Just a few miles from downtown Sequim, Nash's, Graysmarsh Farm and the Bekkevar Family Farm raise berries, beef, carrots, pigs and dozens of other crops, many of them organically.

At The Cutting Garden, on Dahlia Llama Lane, lavender, dahlias and honeybees cover some 24 acres.

Hereford cattle - including the miniature variety - greet visitors to the Straitside Ranch just east of Port Angeles.

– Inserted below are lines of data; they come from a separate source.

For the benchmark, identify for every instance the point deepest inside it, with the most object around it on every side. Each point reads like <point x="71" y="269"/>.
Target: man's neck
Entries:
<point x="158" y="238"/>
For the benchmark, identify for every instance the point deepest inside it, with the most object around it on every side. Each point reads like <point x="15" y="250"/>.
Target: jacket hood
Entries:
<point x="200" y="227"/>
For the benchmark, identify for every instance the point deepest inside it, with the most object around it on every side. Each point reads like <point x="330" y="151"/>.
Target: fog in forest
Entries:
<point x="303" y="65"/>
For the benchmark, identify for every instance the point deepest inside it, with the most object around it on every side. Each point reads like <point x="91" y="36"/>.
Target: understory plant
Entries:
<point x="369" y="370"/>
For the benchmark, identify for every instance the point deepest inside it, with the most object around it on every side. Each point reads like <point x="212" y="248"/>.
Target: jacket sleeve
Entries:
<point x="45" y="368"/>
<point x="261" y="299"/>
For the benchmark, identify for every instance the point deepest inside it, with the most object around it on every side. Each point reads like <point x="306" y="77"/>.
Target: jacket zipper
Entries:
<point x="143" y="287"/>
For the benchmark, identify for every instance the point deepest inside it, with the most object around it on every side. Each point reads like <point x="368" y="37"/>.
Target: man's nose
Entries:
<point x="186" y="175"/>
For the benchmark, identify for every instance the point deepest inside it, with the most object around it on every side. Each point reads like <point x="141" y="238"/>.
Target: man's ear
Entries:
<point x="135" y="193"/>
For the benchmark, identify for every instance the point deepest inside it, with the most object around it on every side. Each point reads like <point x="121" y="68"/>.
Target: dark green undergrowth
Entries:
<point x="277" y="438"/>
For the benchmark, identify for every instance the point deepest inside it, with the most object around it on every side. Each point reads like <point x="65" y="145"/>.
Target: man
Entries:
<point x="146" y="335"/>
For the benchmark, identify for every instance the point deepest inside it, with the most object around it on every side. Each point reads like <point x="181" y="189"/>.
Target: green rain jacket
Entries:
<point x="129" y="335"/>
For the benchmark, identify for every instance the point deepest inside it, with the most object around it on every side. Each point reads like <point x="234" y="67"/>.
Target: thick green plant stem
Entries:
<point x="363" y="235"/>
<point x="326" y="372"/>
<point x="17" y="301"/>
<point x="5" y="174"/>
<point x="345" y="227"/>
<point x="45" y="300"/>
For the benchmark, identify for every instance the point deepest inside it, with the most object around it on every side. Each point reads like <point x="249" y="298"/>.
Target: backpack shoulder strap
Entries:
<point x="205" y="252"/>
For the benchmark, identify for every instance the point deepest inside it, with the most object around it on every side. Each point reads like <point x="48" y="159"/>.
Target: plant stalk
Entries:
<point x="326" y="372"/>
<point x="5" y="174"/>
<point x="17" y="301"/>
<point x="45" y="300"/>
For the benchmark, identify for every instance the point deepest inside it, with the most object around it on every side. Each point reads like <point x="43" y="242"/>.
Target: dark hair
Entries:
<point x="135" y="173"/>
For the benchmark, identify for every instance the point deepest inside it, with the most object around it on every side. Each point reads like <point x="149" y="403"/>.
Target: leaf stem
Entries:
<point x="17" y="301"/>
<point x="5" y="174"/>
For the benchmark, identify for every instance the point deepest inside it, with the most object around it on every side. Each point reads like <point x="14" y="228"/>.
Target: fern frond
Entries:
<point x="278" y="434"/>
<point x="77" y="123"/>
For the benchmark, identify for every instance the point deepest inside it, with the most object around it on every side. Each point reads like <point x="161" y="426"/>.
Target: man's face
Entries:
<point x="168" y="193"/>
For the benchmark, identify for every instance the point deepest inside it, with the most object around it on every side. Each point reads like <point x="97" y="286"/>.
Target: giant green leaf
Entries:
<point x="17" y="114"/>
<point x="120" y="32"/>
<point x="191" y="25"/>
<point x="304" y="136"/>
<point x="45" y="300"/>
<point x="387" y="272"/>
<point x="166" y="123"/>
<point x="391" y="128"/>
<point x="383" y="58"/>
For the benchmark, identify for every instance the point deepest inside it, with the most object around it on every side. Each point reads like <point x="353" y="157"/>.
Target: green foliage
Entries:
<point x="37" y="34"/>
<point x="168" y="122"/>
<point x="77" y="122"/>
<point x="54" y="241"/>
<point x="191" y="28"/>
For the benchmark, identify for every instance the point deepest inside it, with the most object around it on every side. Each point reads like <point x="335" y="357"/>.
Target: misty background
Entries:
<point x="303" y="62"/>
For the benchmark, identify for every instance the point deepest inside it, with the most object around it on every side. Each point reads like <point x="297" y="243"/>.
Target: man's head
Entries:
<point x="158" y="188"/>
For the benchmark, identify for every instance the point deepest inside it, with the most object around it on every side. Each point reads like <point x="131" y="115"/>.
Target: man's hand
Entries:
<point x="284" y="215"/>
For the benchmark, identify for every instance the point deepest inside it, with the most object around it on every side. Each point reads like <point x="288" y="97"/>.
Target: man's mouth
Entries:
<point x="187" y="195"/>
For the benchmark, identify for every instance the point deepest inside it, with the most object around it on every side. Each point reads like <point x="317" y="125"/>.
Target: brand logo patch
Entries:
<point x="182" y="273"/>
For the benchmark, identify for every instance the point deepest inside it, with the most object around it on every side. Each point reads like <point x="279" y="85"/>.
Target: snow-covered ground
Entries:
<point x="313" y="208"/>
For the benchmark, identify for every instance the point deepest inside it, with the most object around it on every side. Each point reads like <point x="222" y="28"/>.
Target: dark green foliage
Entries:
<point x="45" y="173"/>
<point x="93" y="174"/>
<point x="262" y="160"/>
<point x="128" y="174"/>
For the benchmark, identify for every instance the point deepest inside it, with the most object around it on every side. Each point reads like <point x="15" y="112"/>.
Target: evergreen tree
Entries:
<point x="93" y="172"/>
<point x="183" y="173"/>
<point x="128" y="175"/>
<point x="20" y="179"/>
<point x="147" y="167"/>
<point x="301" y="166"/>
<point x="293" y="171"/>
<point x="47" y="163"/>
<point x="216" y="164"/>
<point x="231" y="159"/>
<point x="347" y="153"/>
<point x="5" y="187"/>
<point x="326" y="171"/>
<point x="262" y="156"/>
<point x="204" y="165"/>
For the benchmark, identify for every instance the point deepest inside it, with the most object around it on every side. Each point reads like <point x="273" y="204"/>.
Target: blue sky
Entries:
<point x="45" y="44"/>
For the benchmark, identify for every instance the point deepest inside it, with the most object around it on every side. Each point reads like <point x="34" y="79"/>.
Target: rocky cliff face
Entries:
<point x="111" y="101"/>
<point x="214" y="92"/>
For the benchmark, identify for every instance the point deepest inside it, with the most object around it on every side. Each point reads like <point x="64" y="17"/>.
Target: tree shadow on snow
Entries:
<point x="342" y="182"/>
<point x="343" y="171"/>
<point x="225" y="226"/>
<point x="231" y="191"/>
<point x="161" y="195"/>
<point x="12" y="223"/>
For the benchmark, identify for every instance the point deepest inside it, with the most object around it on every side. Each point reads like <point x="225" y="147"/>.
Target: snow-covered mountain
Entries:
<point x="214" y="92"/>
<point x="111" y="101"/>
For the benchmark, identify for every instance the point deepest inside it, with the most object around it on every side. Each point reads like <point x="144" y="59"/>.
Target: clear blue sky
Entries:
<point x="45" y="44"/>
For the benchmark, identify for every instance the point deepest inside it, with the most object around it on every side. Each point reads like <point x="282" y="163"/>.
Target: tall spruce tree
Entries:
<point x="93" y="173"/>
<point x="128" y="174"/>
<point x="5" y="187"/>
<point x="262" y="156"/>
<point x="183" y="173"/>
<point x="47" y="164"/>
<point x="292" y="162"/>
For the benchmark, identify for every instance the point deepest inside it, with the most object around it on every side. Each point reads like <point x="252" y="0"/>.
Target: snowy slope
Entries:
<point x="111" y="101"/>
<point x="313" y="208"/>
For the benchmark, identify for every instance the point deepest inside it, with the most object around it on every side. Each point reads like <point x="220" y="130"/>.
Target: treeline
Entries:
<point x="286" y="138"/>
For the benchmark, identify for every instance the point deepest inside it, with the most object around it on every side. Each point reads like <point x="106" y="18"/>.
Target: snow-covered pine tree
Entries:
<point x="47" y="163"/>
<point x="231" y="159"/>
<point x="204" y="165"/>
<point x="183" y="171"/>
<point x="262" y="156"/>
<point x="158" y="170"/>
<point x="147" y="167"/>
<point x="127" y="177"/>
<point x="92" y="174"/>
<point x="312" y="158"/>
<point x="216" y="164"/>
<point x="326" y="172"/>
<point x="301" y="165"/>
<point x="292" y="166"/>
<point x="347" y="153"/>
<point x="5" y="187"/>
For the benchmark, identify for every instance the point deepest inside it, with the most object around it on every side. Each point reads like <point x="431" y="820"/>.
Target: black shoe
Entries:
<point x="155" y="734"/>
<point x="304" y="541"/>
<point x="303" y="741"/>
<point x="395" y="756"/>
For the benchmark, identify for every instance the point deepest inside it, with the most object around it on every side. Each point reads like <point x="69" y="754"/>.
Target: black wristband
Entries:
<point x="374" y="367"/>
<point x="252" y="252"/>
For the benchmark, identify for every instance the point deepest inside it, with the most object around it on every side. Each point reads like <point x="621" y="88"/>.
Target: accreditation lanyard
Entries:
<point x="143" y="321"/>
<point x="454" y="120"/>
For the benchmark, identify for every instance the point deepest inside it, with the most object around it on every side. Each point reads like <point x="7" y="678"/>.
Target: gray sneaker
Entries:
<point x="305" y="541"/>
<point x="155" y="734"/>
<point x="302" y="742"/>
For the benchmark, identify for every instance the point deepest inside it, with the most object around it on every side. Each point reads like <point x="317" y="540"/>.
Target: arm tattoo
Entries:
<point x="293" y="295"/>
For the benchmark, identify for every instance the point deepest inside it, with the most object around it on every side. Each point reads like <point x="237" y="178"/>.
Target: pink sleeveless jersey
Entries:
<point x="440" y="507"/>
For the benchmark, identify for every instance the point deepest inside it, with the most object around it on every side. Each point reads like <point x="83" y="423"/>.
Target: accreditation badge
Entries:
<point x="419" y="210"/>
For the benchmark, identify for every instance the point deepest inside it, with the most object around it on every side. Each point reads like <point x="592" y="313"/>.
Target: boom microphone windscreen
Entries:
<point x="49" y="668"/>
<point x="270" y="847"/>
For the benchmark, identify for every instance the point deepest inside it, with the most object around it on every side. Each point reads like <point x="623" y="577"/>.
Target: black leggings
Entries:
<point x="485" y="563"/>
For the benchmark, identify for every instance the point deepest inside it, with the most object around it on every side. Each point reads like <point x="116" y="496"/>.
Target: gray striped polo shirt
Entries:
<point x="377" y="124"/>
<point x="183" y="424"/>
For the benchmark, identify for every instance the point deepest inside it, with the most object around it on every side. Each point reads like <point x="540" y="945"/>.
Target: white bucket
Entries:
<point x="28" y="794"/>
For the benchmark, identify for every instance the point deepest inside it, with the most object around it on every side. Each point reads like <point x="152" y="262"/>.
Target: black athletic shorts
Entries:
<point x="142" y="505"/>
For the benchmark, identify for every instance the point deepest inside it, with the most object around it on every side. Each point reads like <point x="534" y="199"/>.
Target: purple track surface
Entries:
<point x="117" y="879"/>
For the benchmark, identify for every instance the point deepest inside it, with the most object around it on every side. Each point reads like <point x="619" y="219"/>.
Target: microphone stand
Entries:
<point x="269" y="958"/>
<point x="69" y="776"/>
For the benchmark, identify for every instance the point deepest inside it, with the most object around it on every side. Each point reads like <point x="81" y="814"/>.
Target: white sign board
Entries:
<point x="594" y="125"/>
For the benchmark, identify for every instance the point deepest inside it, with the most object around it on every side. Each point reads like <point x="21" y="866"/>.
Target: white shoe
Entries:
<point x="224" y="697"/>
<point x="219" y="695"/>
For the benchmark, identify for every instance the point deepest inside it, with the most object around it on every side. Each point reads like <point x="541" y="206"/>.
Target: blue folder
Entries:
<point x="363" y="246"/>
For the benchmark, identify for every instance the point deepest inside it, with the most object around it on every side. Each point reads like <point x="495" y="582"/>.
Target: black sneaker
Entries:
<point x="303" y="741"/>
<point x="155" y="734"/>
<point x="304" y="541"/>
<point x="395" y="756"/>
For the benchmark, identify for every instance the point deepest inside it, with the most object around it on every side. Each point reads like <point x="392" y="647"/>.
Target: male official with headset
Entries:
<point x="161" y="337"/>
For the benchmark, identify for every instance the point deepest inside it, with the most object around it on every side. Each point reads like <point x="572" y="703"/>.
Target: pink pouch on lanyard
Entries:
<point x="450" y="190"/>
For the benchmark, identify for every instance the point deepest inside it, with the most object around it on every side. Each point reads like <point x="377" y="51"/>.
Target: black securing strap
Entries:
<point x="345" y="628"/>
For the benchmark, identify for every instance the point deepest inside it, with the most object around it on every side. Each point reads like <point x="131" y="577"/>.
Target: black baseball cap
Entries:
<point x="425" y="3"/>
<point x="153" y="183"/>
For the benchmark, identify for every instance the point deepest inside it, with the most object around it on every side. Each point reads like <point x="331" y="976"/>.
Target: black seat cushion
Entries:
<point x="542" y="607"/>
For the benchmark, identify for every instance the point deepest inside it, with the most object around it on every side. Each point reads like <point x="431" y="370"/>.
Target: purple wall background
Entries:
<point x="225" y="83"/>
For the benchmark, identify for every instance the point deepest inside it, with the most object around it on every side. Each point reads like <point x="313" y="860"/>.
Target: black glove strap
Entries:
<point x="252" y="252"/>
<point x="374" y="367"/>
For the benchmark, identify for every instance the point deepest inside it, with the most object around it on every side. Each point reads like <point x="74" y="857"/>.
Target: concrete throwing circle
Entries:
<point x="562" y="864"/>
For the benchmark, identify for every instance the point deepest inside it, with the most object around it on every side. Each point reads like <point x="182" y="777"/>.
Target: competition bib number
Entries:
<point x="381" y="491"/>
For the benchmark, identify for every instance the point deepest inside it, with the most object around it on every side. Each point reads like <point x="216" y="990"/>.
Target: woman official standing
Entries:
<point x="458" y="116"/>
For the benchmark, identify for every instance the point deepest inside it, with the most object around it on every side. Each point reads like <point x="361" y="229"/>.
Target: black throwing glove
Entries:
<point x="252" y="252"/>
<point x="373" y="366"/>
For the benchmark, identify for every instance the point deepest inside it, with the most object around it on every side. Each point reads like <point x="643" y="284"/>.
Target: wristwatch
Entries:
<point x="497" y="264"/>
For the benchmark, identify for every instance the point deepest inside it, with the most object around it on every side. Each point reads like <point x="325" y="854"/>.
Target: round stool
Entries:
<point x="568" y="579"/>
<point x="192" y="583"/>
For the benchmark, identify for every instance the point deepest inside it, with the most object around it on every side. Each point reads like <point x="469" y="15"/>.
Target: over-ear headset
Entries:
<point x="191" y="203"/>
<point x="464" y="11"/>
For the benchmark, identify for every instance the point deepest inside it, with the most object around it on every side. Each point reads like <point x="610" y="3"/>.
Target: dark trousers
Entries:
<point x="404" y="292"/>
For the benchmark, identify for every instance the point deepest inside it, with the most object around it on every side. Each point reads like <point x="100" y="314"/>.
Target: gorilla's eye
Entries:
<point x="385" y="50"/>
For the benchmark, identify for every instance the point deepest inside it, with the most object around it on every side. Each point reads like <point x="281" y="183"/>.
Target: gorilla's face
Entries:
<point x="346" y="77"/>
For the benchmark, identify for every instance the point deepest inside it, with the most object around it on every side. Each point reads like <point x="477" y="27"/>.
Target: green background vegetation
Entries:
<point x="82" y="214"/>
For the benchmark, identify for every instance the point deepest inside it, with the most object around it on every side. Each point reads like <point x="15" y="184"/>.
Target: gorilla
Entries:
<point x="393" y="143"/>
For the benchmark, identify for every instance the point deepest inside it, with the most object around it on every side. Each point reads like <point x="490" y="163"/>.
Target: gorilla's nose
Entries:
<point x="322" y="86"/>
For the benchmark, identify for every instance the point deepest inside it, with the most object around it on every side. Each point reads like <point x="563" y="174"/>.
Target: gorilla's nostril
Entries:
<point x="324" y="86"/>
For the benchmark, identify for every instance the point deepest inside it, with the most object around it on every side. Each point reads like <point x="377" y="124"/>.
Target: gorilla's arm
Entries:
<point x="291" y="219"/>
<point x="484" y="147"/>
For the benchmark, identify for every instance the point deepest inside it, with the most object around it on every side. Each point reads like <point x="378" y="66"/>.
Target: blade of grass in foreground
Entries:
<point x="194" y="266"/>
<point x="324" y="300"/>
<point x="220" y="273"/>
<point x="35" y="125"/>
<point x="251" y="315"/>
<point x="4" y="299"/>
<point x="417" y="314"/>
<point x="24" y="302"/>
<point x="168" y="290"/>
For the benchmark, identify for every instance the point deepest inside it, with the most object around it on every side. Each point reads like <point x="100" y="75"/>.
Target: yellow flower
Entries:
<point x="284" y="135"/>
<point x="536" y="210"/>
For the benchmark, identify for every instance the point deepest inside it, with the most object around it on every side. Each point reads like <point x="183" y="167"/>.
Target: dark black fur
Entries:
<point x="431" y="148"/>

And at the Lazy J Tree Farm, a barn full of freshly harvested apples, honey, pears and other produce stands alongside the grove of Christmas trees.

Though Saturday morning dawned cloudy, the sun came out for the afternoon, dispelling Graysmarsh manager Arturo Flores' worries.

Surveying the visitors sampling the fruit of his labor, Flores simply said: "It's a good day."

Sequim Editor Diane Urbani de la Paz can be reached at 360-681-2391 or


In accordance with Title 17 U.S.C. Section 107, any copyrighted work in this message is distributed under fair use without profit or payment for non-profit research and educational purposes only. [Ref.]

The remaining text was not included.